Meskipun indikator tersebut tidak selalu menunjukkan adanya serangan, kombinasi beberapa indikator patut mendapatkan perhatian lebih lanjut.
Cara Mengurangi Risiko
Organisasi dapat mengurangi risiko Hands-on-Keyboard Attack melalui berbagai langkah keamanan, antara lain:
- Terapkan Multi-Factor Authentication (MFA). Lapisan autentikasi tambahan dapat membantu mencegah penyalahgunaan akun yang dicuri.
- Batasi Hak Akses. Pengguna hanya perlu diberikan akses sesuai kebutuhan pekerjaannya.
- Pantau Aktivitas Administrator. Aktivitas akun dengan hak istimewa perlu diawasi secara lebih ketat.
- Segmentasi Jaringan. Pemisahan jaringan dapat membatasi pergerakan pelaku apabila terjadi kompromi.
- Kelola Kerentanan Secara Berkala. Sistem dan aplikasi harus diperbarui untuk mengurangi peluang eksploitasi.
- Tingkatkan Visibilitas dan Logging. Pencatatan aktivitas yang memadai membantu mendeteksi dan menyelidiki insiden secara lebih efektif.
- Edukasi Pengguna. Kesadaran keamanan tetap menjadi salah satu lapisan pertahanan yang paling penting.
Memahami Karakteristik
Hands-on-Keyboard Attack menunjukkan bagaimana ancaman siber modern telah berkembang jauh melampaui sekadar penyebaran malware otomatis.
Dalam pendekatan ini, pelaku secara aktif dan manual mengendalikan sistem yang telah dikompromikan untuk mencapai tujuan tertentu, mulai dari pencurian data hingga gangguan operasional.

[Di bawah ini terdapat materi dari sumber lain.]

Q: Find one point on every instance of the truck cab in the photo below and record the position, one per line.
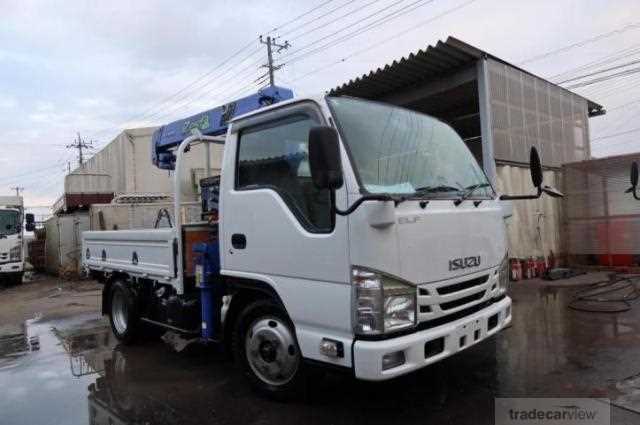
(11, 239)
(350, 233)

Karena aktivitas yang dilakukan sering kali menyerupai pekerjaan administrator yang sah, deteksi menjadi lebih menantang dibandingkan serangan tradisional.
Oleh karena itu, organisasi perlu memahami karakteristik serangan ini dan menerapkan pendekatan keamanan yang tidak hanya berfokus pada malware, tetapi juga pada pemantauan perilaku, pengelolaan akses, serta kemampuan mendeteksi aktivitas yang tidak biasa di lingkungan digital mereka.